Official implementation of Density-Aware Calibration (DAC) presented in, "Beyond In-Domain Scenarios: Robust Density-Aware Calibration.", ICML 2023.
DAC can be combined with any existing post-hoc calibration method
DAC leverages information from feature vectors
In this repo, you can reproduce the following results for calibration of CIFAR10, ResNet18: We combine DAC with ETS and SPL.
- ETS vs. ETS+DAC (ours).
(ECE, the lower the better)
+----+------------------+----------+---------------+-------------+
| | test data | Uncal. | ETS w/o DAC | ETS + DAC |
|----+------------------+----------+---------------+-------------|
| 0 | natural_1 | 0.105783 | 0.0140503 | 0.00914038 |
| 1 | gaussian_noise_3 | 0.19937 | 0.049552 | 0.0417357 |
| 2 | gaussian_noise_5 | 0.256887 | 0.0895087 | 0.0737431 |
+----+------------------+----------+---------------+-------------+
- SPL vs. SPL+DAC (ours).
(ECE, the lower the better)
+----+------------------+----------+---------------+-------------+
| | test data | Uncal. | SPL w/o DAC | SPL + DAC |
|----+------------------+----------+---------------+-------------|
| 0 | natural_1 | 0.105783 | 0.0212573 | 0.0110498 |
| 1 | gaussian_noise_3 | 0.19937 | 0.0626797 | 0.0462735 |
| 2 | gaussian_noise_5 | 0.256887 | 0.100396 | 0.0818538 |
+----+------------------+----------+---------------+-------------+
If you find this repository useful, please cite our paper:
@article{tomani_waseda2023beyond,
title={Beyond In-Domain Scenarios: Robust Density-Aware Calibration},
author={Tomani, Christian and Waseda, Futa and Shen, Yuesong and Cremers, Daniel},
journal={ICML},
year={2023}
}
python3 -m venv venv
source venv/bin/activate
pip install -r requirements.txt
Note: By default faiss-gpu is installed, which requires GPU resource. If you don't use GPU, please uninstall faiss-gpu and install faiss-cpu.

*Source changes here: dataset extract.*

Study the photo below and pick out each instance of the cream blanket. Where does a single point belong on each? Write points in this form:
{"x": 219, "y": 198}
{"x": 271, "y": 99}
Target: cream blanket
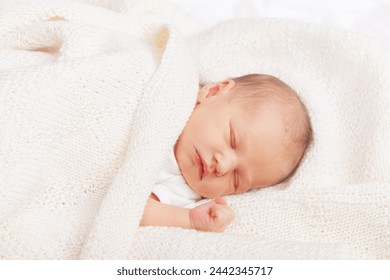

- 1.1. Download example features from google drive (187.4 MB)
pip3 install gdown
gdown https://drive.google.com/uc?id=1L2rY0FM32D_xd5ERn7h4VVdPPlwoNQos
unzip outputs.zip
rm outputs.zip
- 2.2. Run demo
source venv/bin/activate
bash scripts/quick_comparison_DAC_vs_ETS.sh
This compares ETS vs ETS+DAC for CIFAR10-ResNet18. (SPL vs SPL+DAC, by "bash scripts/quick_comparison_DAC_vs_SPL.sh")
- 2.1. Download CIFAR-10-C dataset from https://zenodo.org/record/2535967
mkdir data
wget -O data/CIFAR-10-C.tar https://zenodo.org/record/2535967/files/CIFAR-10-C.tar?download=1
tar -xvf data/CIFAR-10-C.tar -C data
- 2.2. Extract features + run DAC
source venv/bin/activate
bash scripts/whole_pipeline.sh
("bash scripts/whole_pipeline_all.sh" to extract features for all corruption data)
You can modify and run "python3 utils/get_models.py", or simply run the following.
model = get_model(**args)
print(model)
# check available layers
for name, module in model.named_modules():
print("- ", name)
Instead of using only logits, as existing post-hoc methods do, DAC uses features from intermediate layers of the classifier that have calibration-related information.
For neural networks that have block structures (most neural networks do), we recommend to pick,
- (1) the very last layer of each block
- (2) the immediate layer before the first block
- (3) the layer just before the fully-connected layers at the end of neural networks
- (4) the logits layer
(Please see Section C in the Appendix of our paper for detailed explanation). Although it is also possible to use all layers, we recommend to select the layers with the above strategy for much faster optimization and calibration.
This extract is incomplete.